On Mon, 2003-04-28 at 14:14, Erik Moeller wrote:
The problem with mailing list discussion is that they
can die
quickly, for many reasons, which can delay things unnecessarily. I've seen
many situations where a mailing list was used to report a serious problem,
but the post (in spite of hundreds of members) was ignored.
Reporting a serious problem is all well and good, but isn't the same as
_fixing_ it.
We all know that the performance issue is one of our
most pressing
problems right now -- many people can't use the site anymore, and the
international Wikipedians are getting a bit irritated. So I think the best
way to address this *on time* is to sit down (virtually) and go through an
agenda.
We don't need to sit and chat. We need *code* and we need a second
server to divide the "must-do-fast" web work the and "chug-chug-chug"
database labor.
Here are some things you can work on if you've got time to spend on
Wikipedia coding:
* Page viewing is still kinda inefficient. Rendering everything on every
view is not so good... Caching can save both processing time in
conversion to HTML, and in various database accesses (checking link
tables, etc) with its associated potential locking overhead.
We need to either be able to cache the HTML of entire pages (followed by
insertion of user-specific data/links or simple options through style
sheet selection or string replacement) or to cache just the generated
HTML of the wiki pages for insertion into the page structure (plus
associated data, like interlanuage links, need to be accessible without
parsing the page).
We need to tell which pages are or aren't cacheable (not a diff, not a
special page, not a history revision, not a user with really weird
display options -- or on the other hand, maybe we _could_ cache those,
if only we can distinguish them), we need to be able to generate and
save the cached material appropriately, we need to make sure it's
invalidated properly, and we need to be able to do mass invalidation
when, for instance, the software is upgraded. Cached pages may be kept
in files, rather than the database.
I should point out that while there are several possible choices here,
any of them is better than what we're running now.
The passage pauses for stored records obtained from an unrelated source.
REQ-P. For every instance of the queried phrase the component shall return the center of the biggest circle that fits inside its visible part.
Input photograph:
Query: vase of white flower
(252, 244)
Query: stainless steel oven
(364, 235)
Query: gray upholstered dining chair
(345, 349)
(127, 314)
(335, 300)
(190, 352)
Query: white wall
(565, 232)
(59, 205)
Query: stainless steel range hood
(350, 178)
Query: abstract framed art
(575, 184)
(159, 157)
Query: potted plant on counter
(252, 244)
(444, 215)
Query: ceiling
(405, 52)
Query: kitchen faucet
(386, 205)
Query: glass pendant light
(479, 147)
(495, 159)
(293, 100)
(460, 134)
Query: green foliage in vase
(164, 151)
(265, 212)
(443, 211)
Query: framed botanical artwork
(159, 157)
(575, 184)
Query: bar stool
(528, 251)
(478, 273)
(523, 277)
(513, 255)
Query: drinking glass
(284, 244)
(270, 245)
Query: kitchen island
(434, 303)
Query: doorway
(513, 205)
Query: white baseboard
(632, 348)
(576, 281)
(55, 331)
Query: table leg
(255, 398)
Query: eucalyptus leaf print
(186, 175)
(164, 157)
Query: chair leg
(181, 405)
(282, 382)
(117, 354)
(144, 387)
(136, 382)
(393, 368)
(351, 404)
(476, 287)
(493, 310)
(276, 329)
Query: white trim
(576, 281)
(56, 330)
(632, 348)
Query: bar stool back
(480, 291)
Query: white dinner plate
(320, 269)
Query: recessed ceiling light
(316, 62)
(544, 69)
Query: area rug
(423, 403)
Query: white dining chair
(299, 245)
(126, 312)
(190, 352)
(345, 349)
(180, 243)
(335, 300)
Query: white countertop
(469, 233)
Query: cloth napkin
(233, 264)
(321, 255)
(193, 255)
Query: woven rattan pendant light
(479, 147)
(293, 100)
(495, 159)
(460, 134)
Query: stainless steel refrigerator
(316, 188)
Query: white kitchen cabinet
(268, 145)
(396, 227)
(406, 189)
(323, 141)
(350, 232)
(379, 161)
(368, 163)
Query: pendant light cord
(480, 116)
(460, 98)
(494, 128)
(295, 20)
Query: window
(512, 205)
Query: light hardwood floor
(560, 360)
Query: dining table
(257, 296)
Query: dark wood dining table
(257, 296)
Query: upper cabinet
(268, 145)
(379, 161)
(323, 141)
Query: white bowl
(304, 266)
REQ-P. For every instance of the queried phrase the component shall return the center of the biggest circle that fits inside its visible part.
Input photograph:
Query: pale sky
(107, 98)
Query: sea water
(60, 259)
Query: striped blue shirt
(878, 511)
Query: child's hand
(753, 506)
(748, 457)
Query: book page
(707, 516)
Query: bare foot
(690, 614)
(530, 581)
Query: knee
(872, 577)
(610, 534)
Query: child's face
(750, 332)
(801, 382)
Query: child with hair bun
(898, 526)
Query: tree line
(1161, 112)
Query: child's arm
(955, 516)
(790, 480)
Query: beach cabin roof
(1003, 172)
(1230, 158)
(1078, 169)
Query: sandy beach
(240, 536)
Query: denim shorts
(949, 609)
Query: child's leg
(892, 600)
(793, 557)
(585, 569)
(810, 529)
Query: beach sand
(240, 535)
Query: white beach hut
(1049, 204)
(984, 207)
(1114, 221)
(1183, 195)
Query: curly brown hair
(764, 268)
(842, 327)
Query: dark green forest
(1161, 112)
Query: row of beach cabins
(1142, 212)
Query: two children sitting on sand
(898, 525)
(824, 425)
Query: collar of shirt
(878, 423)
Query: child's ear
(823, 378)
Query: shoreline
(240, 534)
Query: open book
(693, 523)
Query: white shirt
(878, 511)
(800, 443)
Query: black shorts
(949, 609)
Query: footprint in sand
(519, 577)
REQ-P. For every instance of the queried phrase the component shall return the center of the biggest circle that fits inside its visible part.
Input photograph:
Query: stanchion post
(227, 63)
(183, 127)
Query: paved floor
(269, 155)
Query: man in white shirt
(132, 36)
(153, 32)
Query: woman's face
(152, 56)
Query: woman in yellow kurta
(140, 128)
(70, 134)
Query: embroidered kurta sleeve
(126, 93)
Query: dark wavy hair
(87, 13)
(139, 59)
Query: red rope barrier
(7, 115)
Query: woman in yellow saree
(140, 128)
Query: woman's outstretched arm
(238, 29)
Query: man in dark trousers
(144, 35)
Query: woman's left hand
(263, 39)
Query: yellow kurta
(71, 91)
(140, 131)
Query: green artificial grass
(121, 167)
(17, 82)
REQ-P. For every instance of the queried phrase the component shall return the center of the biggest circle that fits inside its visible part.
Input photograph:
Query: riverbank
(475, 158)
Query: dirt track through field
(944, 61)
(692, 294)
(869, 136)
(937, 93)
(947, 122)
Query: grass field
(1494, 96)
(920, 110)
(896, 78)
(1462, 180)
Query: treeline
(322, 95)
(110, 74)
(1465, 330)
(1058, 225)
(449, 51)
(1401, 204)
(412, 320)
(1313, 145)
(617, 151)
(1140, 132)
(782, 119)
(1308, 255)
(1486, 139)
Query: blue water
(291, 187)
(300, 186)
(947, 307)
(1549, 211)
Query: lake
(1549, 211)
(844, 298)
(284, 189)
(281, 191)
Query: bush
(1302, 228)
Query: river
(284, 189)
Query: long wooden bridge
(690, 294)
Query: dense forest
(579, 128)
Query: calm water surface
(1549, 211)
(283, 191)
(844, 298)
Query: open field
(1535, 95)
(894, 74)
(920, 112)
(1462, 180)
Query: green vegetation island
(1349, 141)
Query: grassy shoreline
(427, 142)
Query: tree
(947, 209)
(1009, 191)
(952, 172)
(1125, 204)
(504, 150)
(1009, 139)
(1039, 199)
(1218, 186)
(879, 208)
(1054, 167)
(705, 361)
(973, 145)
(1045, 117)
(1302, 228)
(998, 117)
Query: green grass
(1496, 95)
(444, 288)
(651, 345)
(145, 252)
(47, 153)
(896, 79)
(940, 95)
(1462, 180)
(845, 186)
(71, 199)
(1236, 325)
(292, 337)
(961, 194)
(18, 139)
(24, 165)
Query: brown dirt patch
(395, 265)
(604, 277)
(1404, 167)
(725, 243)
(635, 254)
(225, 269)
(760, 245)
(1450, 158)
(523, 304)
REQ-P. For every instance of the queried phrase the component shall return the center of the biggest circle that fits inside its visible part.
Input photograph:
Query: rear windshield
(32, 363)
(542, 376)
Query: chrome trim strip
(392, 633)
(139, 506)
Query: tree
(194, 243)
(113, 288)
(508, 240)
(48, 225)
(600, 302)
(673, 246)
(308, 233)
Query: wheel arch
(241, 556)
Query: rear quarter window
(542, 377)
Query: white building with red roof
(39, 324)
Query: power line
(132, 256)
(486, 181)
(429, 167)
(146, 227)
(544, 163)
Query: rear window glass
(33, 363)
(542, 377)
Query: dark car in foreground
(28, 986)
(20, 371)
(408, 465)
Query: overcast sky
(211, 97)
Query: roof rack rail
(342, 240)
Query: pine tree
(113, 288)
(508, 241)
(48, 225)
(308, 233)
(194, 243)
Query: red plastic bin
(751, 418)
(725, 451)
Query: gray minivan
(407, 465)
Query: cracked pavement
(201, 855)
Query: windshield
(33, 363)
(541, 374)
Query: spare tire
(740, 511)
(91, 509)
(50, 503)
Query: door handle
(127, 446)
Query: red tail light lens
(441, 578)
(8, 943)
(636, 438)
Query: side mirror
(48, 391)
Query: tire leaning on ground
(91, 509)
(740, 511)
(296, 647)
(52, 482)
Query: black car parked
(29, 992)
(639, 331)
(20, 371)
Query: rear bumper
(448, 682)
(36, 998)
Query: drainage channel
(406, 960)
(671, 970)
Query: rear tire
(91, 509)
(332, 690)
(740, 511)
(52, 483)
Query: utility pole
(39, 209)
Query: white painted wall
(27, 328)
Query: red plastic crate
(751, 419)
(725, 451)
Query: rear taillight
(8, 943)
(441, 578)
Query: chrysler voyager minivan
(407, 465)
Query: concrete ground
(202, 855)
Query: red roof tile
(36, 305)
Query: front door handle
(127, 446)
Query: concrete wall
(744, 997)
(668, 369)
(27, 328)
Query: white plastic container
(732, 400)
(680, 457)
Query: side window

We need living,
running _code_, which can then be improved upon later.
* The page saving code is rather inefficient, particularly with how it
deals with the link tables (and potentially buggy -- sometimes pages end
up with their link table entries missing, possibly due to the system
timing out between the main save chunk and the link table update). If
someone would like to work on this, it would be very welcome. Nothing
that needs to be _discussed_, it just needs to be _done_ and changes
checked in.
* Various special pages are so slow they've been disabled. Most of them
could be made much more efficient with better queries and/or by
maintaining summary tables. Some remaining ones are also pretty
inefficient, like the Watchlist. Someone needs to look into these and
make the necessary adjustments to the code. Nothing to _chat_ about; if
you know how to make them more efficient, please rewrite them and check
in the _code_.
* Can MySQL 4 handle fulltext searches better under load? Is boolean
mode faster or slower? Someone needs to test this (Lee has a test rig
with mysql4 already, but as far as I know hasn't tested the fulltext
search with boolean mode yet), and if it's good news, we need to make an
upgrade a high priority. Not much to _chat_ about, it just needs to get
_done_.
* Alternately, would a completely separate search system (not using
MySQL) be more efficient? Or even just running searches on a dedicated
box with a replicated database to keep it from bogging down the main db?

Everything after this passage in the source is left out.